Denn die bisher in den meisten Bundesländern geltenden Regelungen können eine Identifizierung von gewalttätig gewordenen Polizeibeamten nicht ausreichend gewährleisten. Dies gilt sowohl für die sogenannte Legitimationspflicht als auch für die Gruppenkennzeichnung. Die Legitimationspflicht verpflichtet den Polizisten, auf Nachfrage seine Dienstkarte auszuhändigen. Der Bürger ist damit aber auf die Mitwirkung des Polizisten angewiesen. Hat der Beamte zuvor rechtswidrig gehandelt, ist es nicht unwahrscheinlich, dass er sich weigern wird, dieser Pflicht nachzukommen. Zudem hat der öffentlich gewordene Übergriff eines Polizisten auf der Demonstration „Freiheit statt Angst“ in Berlin im Jahr 2009 gezeigt, dass die Nachfrage nach der Dienstkarte die Stimmung weiter aufheizen und kritische Situationen verschärfen kann. Der gewalttätig gewordene Polizist hatte die Frage eines Demonstranten nach der Dienstnummer seines Kollegen zum Anlass genommen, Gewalt gegen den Demo-Teilnehmer auszuüben. Die Gruppenkennzeichnung hilft lediglich, den Täterkreis einzugrenzen. Die Ermittlung des Täters hat sie in der Vergangenheit aber in den seltensten Fällen ermöglicht. Dies liegt nicht zuletzt daran, dass Polizisten trotz des ihnen obliegenden Strafverfolgungszwangs (§ 163 Strafprozessordnung) die eigenen Kollegen nur äußerst selten belasten. Insofern ist hier ein gewisser Korpsgeist zu beobachten, der nicht nur die Identifizierung, sondern auch die Ermittlungen gegen Polizeibeamte behindert. Umso wichtiger ist, dass die Bundesländer eine individuelle Kennzeichnung für Polizeibeamte schaffen.

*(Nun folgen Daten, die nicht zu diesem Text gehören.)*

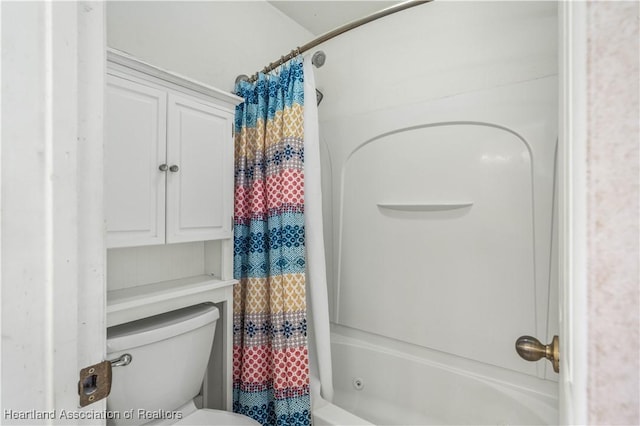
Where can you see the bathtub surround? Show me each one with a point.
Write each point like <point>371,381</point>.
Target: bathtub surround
<point>270,360</point>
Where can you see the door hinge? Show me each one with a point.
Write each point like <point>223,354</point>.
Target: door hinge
<point>95,383</point>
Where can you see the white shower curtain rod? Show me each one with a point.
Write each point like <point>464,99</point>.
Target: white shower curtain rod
<point>340,30</point>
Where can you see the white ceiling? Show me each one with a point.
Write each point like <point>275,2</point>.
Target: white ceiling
<point>320,17</point>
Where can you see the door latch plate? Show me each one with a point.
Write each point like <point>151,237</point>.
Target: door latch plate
<point>95,383</point>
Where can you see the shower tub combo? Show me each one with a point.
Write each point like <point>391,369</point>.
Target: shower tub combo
<point>440,233</point>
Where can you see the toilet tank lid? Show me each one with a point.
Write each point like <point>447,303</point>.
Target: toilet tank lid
<point>160,327</point>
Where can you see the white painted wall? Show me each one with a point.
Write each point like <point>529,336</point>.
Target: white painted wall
<point>209,41</point>
<point>435,50</point>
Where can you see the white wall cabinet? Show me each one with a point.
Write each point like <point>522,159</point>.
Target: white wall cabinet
<point>168,157</point>
<point>169,179</point>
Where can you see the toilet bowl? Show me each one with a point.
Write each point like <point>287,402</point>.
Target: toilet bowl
<point>169,356</point>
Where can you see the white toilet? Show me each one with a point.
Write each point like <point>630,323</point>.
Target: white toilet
<point>169,357</point>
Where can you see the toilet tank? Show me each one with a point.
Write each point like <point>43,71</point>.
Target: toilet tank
<point>170,353</point>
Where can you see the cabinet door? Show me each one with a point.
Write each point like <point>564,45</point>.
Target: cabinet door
<point>200,191</point>
<point>135,146</point>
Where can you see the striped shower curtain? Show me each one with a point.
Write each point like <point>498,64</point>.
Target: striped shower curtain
<point>270,354</point>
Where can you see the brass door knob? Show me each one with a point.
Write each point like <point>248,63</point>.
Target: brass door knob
<point>531,349</point>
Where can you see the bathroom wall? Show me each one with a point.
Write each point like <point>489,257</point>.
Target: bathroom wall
<point>433,52</point>
<point>209,41</point>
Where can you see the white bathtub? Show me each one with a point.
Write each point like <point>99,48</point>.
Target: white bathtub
<point>401,389</point>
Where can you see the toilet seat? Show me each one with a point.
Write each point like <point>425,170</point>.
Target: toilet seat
<point>208,417</point>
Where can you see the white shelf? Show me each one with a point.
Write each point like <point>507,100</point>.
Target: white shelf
<point>138,302</point>
<point>424,207</point>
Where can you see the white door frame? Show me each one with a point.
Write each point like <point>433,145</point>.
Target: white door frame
<point>52,241</point>
<point>572,160</point>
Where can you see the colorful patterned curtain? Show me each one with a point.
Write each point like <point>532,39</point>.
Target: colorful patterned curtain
<point>270,355</point>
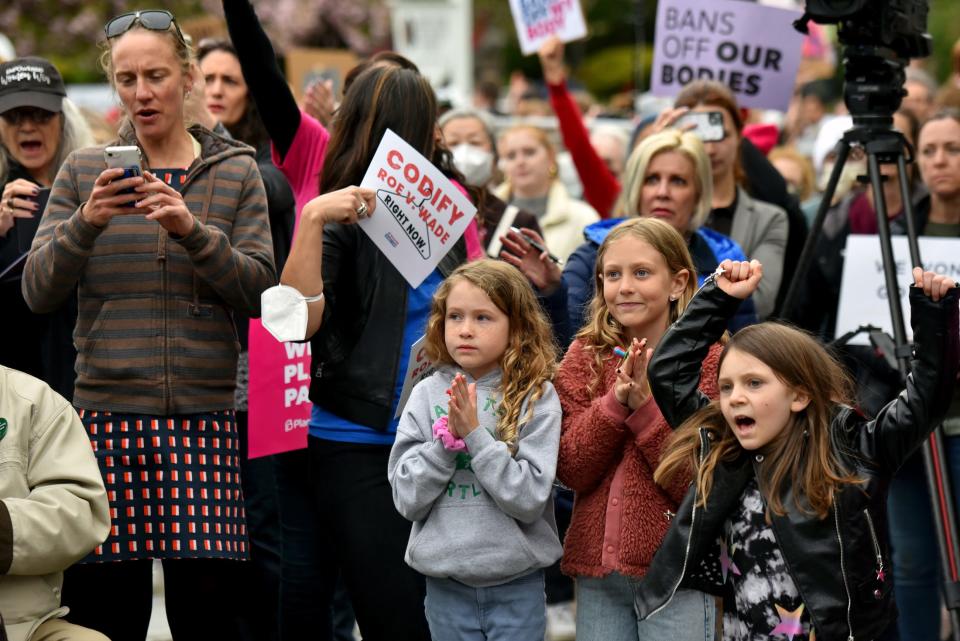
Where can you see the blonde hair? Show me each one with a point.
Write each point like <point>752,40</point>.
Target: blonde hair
<point>635,173</point>
<point>803,453</point>
<point>530,359</point>
<point>603,332</point>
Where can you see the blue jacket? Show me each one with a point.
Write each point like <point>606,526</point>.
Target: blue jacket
<point>707,248</point>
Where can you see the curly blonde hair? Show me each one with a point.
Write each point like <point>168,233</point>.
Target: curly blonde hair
<point>603,332</point>
<point>531,356</point>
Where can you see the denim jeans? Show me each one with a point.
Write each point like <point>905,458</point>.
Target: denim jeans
<point>605,612</point>
<point>916,557</point>
<point>514,611</point>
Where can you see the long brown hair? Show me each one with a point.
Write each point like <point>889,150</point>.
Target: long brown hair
<point>380,98</point>
<point>530,359</point>
<point>603,332</point>
<point>802,456</point>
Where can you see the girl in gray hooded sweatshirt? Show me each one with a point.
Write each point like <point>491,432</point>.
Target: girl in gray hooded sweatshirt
<point>475,458</point>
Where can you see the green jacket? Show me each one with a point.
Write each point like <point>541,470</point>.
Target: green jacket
<point>53,506</point>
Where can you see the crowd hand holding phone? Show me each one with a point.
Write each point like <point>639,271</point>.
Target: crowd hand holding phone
<point>632,388</point>
<point>18,201</point>
<point>318,101</point>
<point>535,265</point>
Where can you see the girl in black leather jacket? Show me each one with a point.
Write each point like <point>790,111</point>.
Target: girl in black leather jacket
<point>786,517</point>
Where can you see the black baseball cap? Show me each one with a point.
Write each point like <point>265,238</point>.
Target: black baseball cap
<point>31,82</point>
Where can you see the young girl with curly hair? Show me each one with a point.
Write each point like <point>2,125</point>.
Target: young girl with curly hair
<point>475,457</point>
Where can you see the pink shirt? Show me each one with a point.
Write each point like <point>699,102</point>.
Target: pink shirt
<point>304,160</point>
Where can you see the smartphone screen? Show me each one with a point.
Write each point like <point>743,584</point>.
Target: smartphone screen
<point>26,228</point>
<point>708,125</point>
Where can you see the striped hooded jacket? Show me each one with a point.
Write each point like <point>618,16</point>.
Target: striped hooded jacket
<point>155,331</point>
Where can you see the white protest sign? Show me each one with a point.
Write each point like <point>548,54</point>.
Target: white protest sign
<point>418,368</point>
<point>863,289</point>
<point>537,20</point>
<point>420,214</point>
<point>751,48</point>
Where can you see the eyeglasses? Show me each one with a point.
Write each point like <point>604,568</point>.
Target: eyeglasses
<point>19,114</point>
<point>152,19</point>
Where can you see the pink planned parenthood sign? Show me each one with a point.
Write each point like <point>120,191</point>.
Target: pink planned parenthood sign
<point>751,48</point>
<point>278,402</point>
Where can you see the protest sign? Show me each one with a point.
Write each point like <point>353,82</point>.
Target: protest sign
<point>419,215</point>
<point>537,20</point>
<point>863,289</point>
<point>308,65</point>
<point>751,48</point>
<point>418,368</point>
<point>278,401</point>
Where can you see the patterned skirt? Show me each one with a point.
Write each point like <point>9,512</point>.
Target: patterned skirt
<point>173,483</point>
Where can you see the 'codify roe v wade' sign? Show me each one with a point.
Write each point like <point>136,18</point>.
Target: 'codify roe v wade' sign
<point>751,48</point>
<point>420,213</point>
<point>863,288</point>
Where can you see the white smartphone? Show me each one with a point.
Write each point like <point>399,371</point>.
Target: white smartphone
<point>126,158</point>
<point>708,125</point>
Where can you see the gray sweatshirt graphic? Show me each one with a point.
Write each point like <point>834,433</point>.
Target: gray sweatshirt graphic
<point>483,517</point>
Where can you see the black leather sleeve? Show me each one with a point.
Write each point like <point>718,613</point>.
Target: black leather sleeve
<point>674,370</point>
<point>905,422</point>
<point>277,106</point>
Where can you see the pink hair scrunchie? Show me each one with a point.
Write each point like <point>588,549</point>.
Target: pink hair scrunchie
<point>450,442</point>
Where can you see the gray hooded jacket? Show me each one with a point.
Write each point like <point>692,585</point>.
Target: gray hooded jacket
<point>482,517</point>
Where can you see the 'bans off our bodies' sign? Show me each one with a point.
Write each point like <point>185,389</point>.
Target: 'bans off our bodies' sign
<point>420,214</point>
<point>751,48</point>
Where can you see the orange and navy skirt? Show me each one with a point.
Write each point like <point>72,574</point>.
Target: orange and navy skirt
<point>173,483</point>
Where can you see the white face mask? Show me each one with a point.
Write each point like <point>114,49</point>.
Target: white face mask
<point>283,312</point>
<point>474,163</point>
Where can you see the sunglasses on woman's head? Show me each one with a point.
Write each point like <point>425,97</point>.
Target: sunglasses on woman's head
<point>152,19</point>
<point>35,114</point>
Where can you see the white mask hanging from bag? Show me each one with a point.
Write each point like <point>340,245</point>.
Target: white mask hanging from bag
<point>283,312</point>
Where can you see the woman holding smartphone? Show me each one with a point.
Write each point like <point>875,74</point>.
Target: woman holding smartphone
<point>39,127</point>
<point>160,272</point>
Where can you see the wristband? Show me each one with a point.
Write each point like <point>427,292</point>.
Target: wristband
<point>450,442</point>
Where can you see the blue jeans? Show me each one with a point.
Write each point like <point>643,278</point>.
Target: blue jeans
<point>514,611</point>
<point>916,556</point>
<point>605,612</point>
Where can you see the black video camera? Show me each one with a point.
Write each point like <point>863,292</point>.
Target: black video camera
<point>879,38</point>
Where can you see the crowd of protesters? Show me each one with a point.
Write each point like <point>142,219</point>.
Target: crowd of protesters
<point>625,437</point>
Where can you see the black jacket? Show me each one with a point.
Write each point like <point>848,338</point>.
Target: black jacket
<point>356,351</point>
<point>43,343</point>
<point>835,561</point>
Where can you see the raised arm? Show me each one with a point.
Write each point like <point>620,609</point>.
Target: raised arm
<point>905,422</point>
<point>675,369</point>
<point>278,108</point>
<point>600,186</point>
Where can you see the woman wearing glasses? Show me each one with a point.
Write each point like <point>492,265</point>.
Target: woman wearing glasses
<point>39,127</point>
<point>161,263</point>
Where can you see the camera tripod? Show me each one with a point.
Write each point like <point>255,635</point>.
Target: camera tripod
<point>883,145</point>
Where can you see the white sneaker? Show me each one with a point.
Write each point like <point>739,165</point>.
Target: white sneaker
<point>561,621</point>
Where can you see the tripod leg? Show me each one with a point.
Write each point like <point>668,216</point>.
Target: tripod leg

Andere Probleme bei Strafverfahren gegen Polizeibeamte wie zum Beispiel Zeugenabsprachen wird auch eine Polizeikennzeichnung nicht beheben können. Zusätzlich erforderlich ist eine unabhängige Kontrollinstanz, welche die Arbeit der Polizei überwacht. Die Regierung in Rheinland-Pfalz hat auch dieses Vorhaben in ihren Koalitionsvertrag aufgenommen. Bleibt deren Umsetzung und Ausgestaltung sowie deren tatsächliche Arbeit abzuwarten und kritisch zu beobachten.